The resource_dynamics argument allows you to choose the resource dynamics function. By default, mizer uses a semichemostat model to describe the resource dynamics in each size class independently. This semichemostat dynamics is implemented by the function resource_semichemostat(). You can change that to use a logistic model implemented by resource_logistic() or you can use resource_constant() which keeps the resource constant or you can write your own function.

Both the resource_semichemostat() and the resource_logistic() dynamics are parametrised in terms of a size-dependent rate $r_R(w)$ and a size-dependent capacity $c_R$. The help pages of these functions give the details.

The resource_rate argument can be a vector (with the same length as w_full(params)) specifying the intrinsic resource growth rate for each size class. Alternatively it can be a single number, which is then used as the coefficient in a power law: then the intrinsic growth rate $r_R(w)$ at size $w$ is set to $$r_R(w) = r_R w^{n-1}.$$ The power-law exponent $n$ is taken from the n argument.

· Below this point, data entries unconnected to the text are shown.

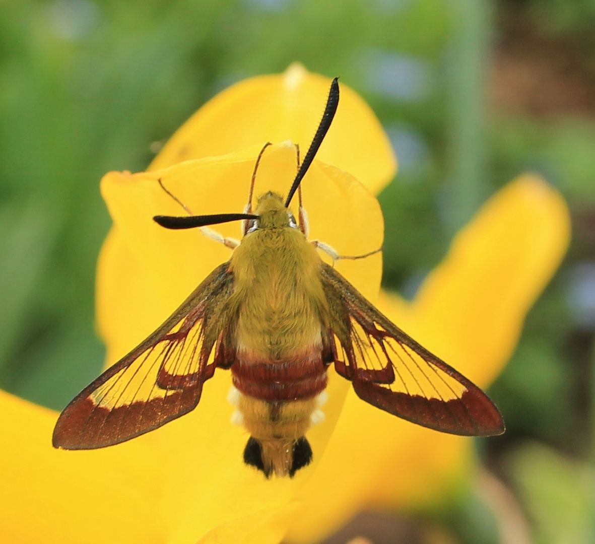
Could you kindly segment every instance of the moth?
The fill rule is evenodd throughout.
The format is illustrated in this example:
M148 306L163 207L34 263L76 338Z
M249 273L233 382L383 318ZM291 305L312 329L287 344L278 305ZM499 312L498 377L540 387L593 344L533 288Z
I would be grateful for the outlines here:
M236 418L250 435L244 461L267 478L293 477L311 462L305 435L321 415L331 364L360 398L414 423L473 436L504 432L500 412L481 389L393 324L321 259L320 249L337 255L307 240L301 191L299 222L290 211L339 99L336 78L284 199L265 193L252 210L265 145L243 213L154 218L172 229L241 220L244 235L241 243L220 237L234 248L229 261L67 406L54 431L55 447L104 448L157 429L193 410L218 368L231 371Z

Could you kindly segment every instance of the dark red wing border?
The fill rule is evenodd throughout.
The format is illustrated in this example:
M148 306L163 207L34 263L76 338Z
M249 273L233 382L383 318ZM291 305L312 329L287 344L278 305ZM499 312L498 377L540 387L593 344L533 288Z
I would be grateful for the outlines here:
M217 362L216 355L209 364L209 355L226 352L215 345L224 337L221 310L233 284L228 263L215 268L161 327L66 407L54 430L54 447L118 444L195 408Z
M343 307L331 311L328 334L339 340L343 352L338 353L331 342L335 368L352 382L360 398L443 432L471 436L504 432L500 412L479 387L393 324L327 264L322 265L322 279L329 304ZM343 323L346 320L347 326ZM362 367L365 358L374 359L373 368ZM420 376L427 380L425 386ZM410 389L415 392L409 392L403 377L413 384ZM401 390L392 389L399 380ZM450 387L449 380L454 380L458 387ZM433 389L434 384L449 395L441 395L436 386Z

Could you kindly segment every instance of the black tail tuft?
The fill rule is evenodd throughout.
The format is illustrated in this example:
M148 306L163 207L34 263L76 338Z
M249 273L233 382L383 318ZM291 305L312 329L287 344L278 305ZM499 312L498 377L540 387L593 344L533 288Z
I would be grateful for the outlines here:
M302 436L296 440L293 445L293 461L289 470L289 476L293 478L296 471L310 464L312 461L312 448L305 436Z
M244 462L251 467L256 467L259 470L264 473L268 478L270 473L267 474L264 470L264 463L262 462L262 449L260 442L252 436L248 439L248 442L244 448Z

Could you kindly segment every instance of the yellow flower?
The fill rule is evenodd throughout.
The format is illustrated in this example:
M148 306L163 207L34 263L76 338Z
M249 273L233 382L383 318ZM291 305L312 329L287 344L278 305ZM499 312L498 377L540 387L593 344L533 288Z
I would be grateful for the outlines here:
M151 171L104 177L102 191L114 226L99 260L98 316L108 362L144 338L228 258L228 250L198 232L167 231L152 221L156 214L181 212L157 179L197 214L241 211L255 157L264 141L273 140L277 143L265 154L256 190L286 192L296 169L295 150L278 142L291 137L308 145L328 83L293 67L284 76L238 84L205 107L208 115L199 111L183 127ZM265 96L260 105L250 92L254 89ZM347 172L367 174L365 183L378 190L394 163L367 107L345 86L342 93L337 119L343 119L345 128L333 136L340 126L335 124L329 132L320 162L304 180L305 204L311 237L343 254L356 254L380 245L382 219L375 199ZM353 99L345 99L350 96ZM244 110L268 107L274 115L252 126L252 114ZM196 126L202 127L198 134ZM202 133L209 126L232 132L237 127L237 135L249 133L227 145L223 130ZM384 146L374 156L377 164L359 154L356 139ZM209 154L215 152L228 154ZM218 229L238 235L237 224ZM567 212L559 196L536 177L521 178L458 235L412 304L384 293L379 305L485 386L513 348L525 314L557 267L568 237ZM367 296L377 298L379 255L337 266ZM4 471L0 494L1 540L273 544L286 536L309 542L364 507L431 500L462 470L468 455L468 439L422 429L369 407L331 373L327 421L308 434L314 462L293 480L267 481L241 461L247 436L229 423L230 383L229 373L218 370L191 414L93 451L52 449L57 414L0 394L0 461L10 467Z

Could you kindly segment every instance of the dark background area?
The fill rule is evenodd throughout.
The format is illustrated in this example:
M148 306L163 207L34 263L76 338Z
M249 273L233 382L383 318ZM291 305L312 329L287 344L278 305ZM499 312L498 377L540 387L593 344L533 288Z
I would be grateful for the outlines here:
M340 74L396 149L380 196L386 287L412 296L517 174L538 171L564 195L569 252L490 392L507 433L478 448L534 542L593 542L593 0L5 0L0 386L60 409L101 370L103 174L143 170L218 91L295 60ZM495 514L473 502L408 517L374 543L498 542Z

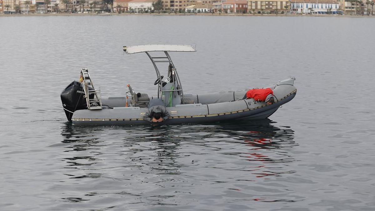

The resource_capacity argument can be a vector specifying the intrinsic resource carrying capacity for each size class. Alternatively it can be a single number, which is then used as the coefficient in a truncated power law: then the intrinsic growth rate $c_R(w)$ at size $w$ is set to $$c(w) = \kappa\, w^{-\lambda}$$ for all $w$ less than w_pp_cutoff and zero for larger sizes. The power-law exponent $\lambda$ is taken from the lambda argument.

The values for lambda, n and w_pp_cutoff are stored in a list in the resource_params slot of the MizerParams object so that they can be re-used automatically in the future. That list can be accessed with resource_params(). It also holds the coefficient kappa that describes the steady-state resource abundance.

Examples

params <- newMultispeciesParams(NS_species_params)
#> Because you have n != p, the default value for `h` is not very good.
#> Because the age at maturity is not known, I need to fall back to using
#> von Bertalanffy parameters, where available, and this is not reliable.
#> No ks column so calculating from critical feeding level.
#> Using z0 = z0pre * w_max ^ z0exp for missing z0 values.
#> Using f0, h, lambda, kappa and the predation kernel to calculate gamma.